No wonder Jesuits have always been enormous letter-writers; just look at the letters that fill the volumes of the Monumenta Historica Societatis Iesu. Ever seen the Relations, that enormous series of letters, reports, and narratives of the seventeenth- and eighteenth-century Jesuit missionaries in Nouvelle France, which consisted in a long ribbon of settlements from Quebec to New Orleans? Thus, writing as they went, Jesuits have been experiencing the whole world as their world. In their own way, letters also accommodate the Ignatian culture of obedience: well-thought-out, balanced, realistic accounts of matters and of consciousnesses and consciences, followed by orders and recommendations that do justice to those data.

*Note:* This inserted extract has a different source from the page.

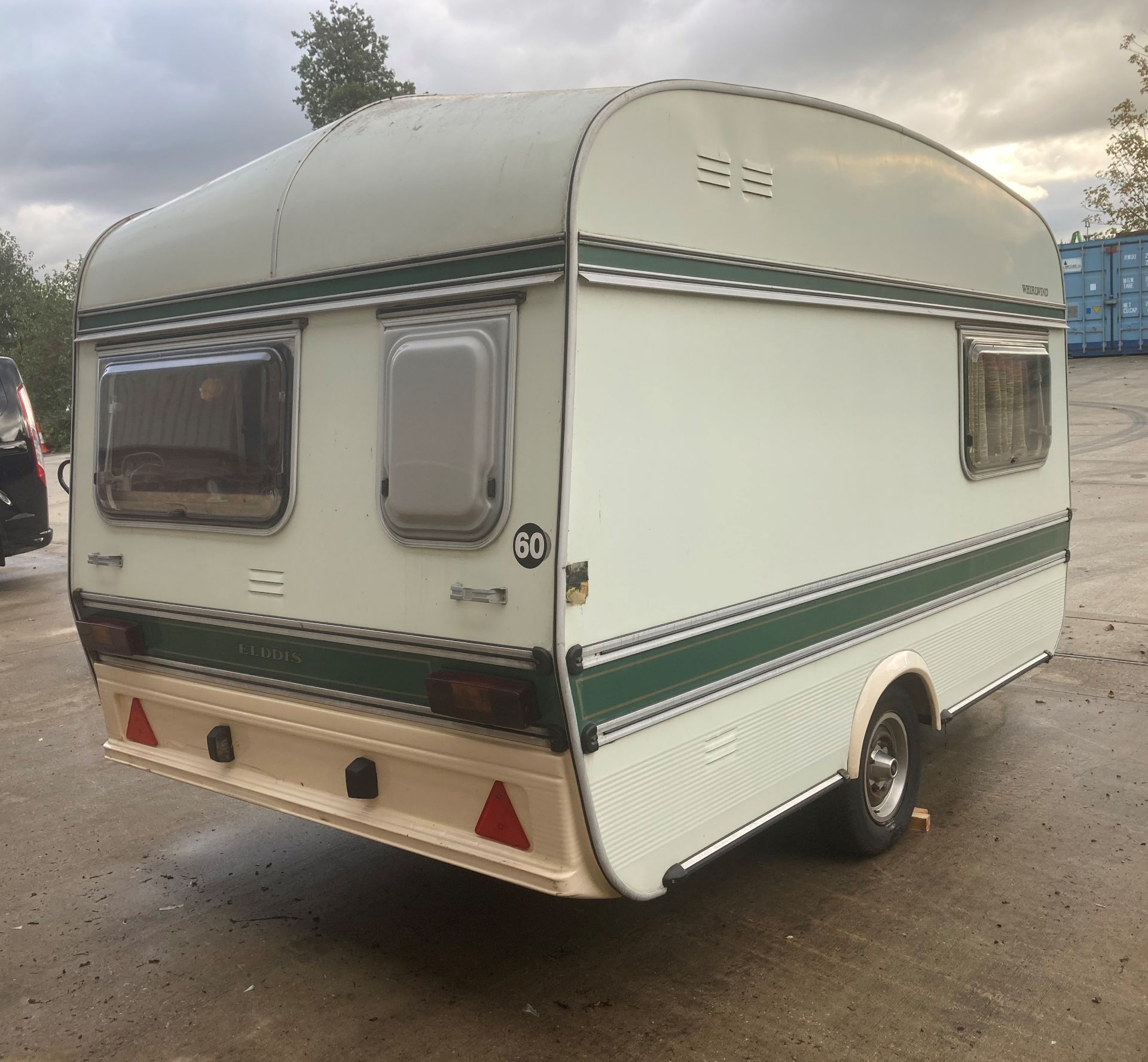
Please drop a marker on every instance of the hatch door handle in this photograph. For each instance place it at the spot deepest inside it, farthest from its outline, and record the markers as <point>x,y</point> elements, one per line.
<point>494,596</point>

That leads me to another idea. A learned American Jesuit, the late Walter J. Ong, professor in the humanities at Saint Louis University, spent at least thirty of his years teaching the world that the modern Western mind largely goes back to literary developments in the mid-sixteenth century. In those critical decades the Society, too, saw the light of day. This was when the Western world made the change-over from a largely speaking and dialoguing and remembering ("oral-acoustical") culture to an evermore writing and reading and learning-by-accumulating ("visual") culture. This, of course, had everything to do with the printing press. It enabled concentration on (largely printed) texts - a new phenomenon. It also enabled (to name only one thing) natural science; not even the best memory can keep up with the ever-accumulating scientific data - for that, you need books (and eventually computers), in which you can "literally" store your (objective!) truths in order to retrieve them later.

But this new learned literacy also succeeded in putting enormous pressure on the whole world of inner human experience and stretching it to the utmost. Just think of all the classical authors newly edited by the humanists; all at once, it became impossible to read them the way the Christian Middle Ages had done. Even the Bible changed: the modern study of the Scriptures started, but at the same time every heretic started to find his own favorite text. Such an intensely developing world of reading demands the utmost in interpretation - i.e., an ever-developing inner world of imagination: the bigger and more brimful the libraries, the more massive the data to take into account and process and discern inside. Add to this, in due time, so sheer a quantity of news and information and products from distant parts as well as the distant past. Th world blossomed into a fullness. To contend with this kind of new world, you have a lot of inside labor to go through. Increasingly, the New Learning began to regard as prejudice what an earlier, more naive world had accepted as faith and loyalty. The New Learning began to demand as much freedom of exploration as the voyagers of discovery did. Ever since the mid-sixteenth century, research and study have demanded pride of place and gotten away with it. No wonder a tempest of discord and disharmony was the result. No wonder the inside world turned troubled on the rebound. Inner openness to the whole world is a lot more challenging than staying at home - or (what really amounts to the same) tourism.
Joep van Beeck was many things, but he was not a tourist: in my experience, he was a Jesuit who managed to retain the "inner openness to the whole world" which he writes of here. In the above reflections, Joep leaves out a lot that would undermine his optimistic thesis: he says nothing of the "provincialism" that too often restrains our decision-making, and he says nothing about the reality of Jesuit subcultures, though he certainly had his fair share of experience with both of these phenomena. Even so, I believe that Joep's words on the oneness of the Society contain a great deal of truth. On this, the day of Joep van Beeck's funeral, may these words stand as an appropriate memorial to a truly memorable Jesuit. AMDG.